The proposed road has also led to some creative protest. A group of environmentalists, calling itself the Porsche Tunnel festival, has hung banners from the Kapuzinerberg reading: “And Porsche said, let there be a hole.”

Despite the anger, the project , having gained the approval of the planning committee, is almost certain to go ahead. A vote by the state of Salzburg is considered a formality and work is expected to begin soon.

Apart from any environmental or ethical concerns raised by a billionaire’s plans to bore into a hill, there is an additional dimension that makes it particularly problematic for some. The villa was Zweig’s home for a quarter of his life, before the Jewish writer fled in 1934, fearing the impact the rise of fascism in Austria would have on his life after a politically motivated police raid on his home.
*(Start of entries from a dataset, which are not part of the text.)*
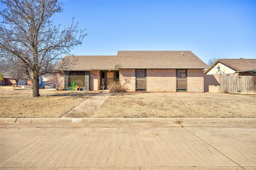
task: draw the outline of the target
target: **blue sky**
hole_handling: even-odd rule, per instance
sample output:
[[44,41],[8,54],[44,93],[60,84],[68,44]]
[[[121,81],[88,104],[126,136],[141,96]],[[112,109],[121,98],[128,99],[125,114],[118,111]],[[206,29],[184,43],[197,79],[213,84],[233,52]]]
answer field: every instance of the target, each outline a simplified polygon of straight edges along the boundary
[[118,50],[190,50],[212,58],[256,58],[256,1],[62,0],[56,24],[72,17],[88,33],[76,55]]

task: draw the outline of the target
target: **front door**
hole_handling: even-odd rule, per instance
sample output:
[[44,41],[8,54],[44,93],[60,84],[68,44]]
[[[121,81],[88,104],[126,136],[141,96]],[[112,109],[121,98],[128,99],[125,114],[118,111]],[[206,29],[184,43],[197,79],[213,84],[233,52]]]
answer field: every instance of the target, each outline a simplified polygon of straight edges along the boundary
[[85,89],[84,90],[90,90],[90,71],[85,71]]
[[107,72],[107,87],[111,83],[112,83],[114,81],[113,72]]
[[186,91],[187,74],[185,69],[177,70],[177,91]]
[[136,70],[136,91],[146,91],[146,70]]

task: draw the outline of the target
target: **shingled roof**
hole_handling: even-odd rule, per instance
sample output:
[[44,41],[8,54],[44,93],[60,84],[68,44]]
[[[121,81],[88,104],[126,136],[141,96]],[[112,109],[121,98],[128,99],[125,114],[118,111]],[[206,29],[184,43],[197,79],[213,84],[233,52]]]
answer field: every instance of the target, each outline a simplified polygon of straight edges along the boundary
[[209,67],[190,51],[120,51],[117,55],[67,55],[60,62],[74,61],[64,70],[119,69],[205,69]]
[[256,69],[256,59],[218,59],[223,63],[235,69],[236,71],[248,71]]
[[66,70],[114,70],[117,57],[116,55],[66,55],[62,61],[74,61],[73,64],[64,69]]
[[207,73],[212,68],[220,62],[230,68],[237,73],[248,72],[256,70],[256,59],[218,59],[204,73]]
[[205,69],[206,63],[190,51],[119,51],[116,68]]

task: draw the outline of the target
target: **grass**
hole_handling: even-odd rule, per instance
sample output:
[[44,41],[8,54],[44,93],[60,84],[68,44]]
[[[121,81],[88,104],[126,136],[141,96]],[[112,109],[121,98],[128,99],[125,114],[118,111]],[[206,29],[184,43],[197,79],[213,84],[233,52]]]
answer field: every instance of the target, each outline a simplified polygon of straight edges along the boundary
[[110,96],[94,117],[256,118],[256,95],[140,93]]
[[0,117],[60,117],[94,95],[86,91],[39,91],[39,97],[32,97],[32,90],[0,93]]
[[[100,91],[45,89],[40,93],[40,97],[32,97],[32,90],[0,93],[0,117],[60,117]],[[93,117],[256,118],[256,95],[221,93],[116,93]]]

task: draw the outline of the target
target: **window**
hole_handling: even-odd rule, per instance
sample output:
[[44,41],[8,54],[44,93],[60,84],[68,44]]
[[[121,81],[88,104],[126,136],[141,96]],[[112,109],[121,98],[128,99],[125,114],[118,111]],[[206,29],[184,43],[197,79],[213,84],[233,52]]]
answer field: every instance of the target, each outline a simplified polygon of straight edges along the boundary
[[116,81],[119,81],[119,71],[117,71],[116,72]]
[[72,87],[71,83],[75,82],[75,84],[79,86],[80,87],[85,87],[84,73],[84,71],[70,71],[69,72],[68,86]]

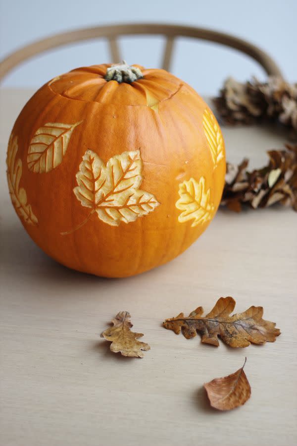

It was here that Zweig, a humanist and pacifist whose memoirs inspired the 2014 Wes Anderson film The Grand Budapest Hotel, entertained literati such as Thomas Mann, James Joyce and the composer Richard Strauss. (Long before Zweig, Wolfgang Amadeus Mozart’s sister, Nannerl, also gave piano lessons here.)

It jars with some locally and beyond that the city did not buy the house from its previous owners and keep it as a memorial to Zweig. In front of the house, brass stolpersteine – or stumbling stones – commemorate Zweig, his wife, Friderike Zweig-Winternitz, and her two daughters, all of whom lived there.

Instead, the house was bought by Porsche, who, as the German magazine Stern noted, is “the son of an SS man … the grandson of Hitler’s best carmaker”. Ferdinand Porsche, who founded the business, designed the Volkswagen Beetle for the Nazi leader.

A spokesperson for the Porsche family said: “As it is a private matter, no comment will be made.”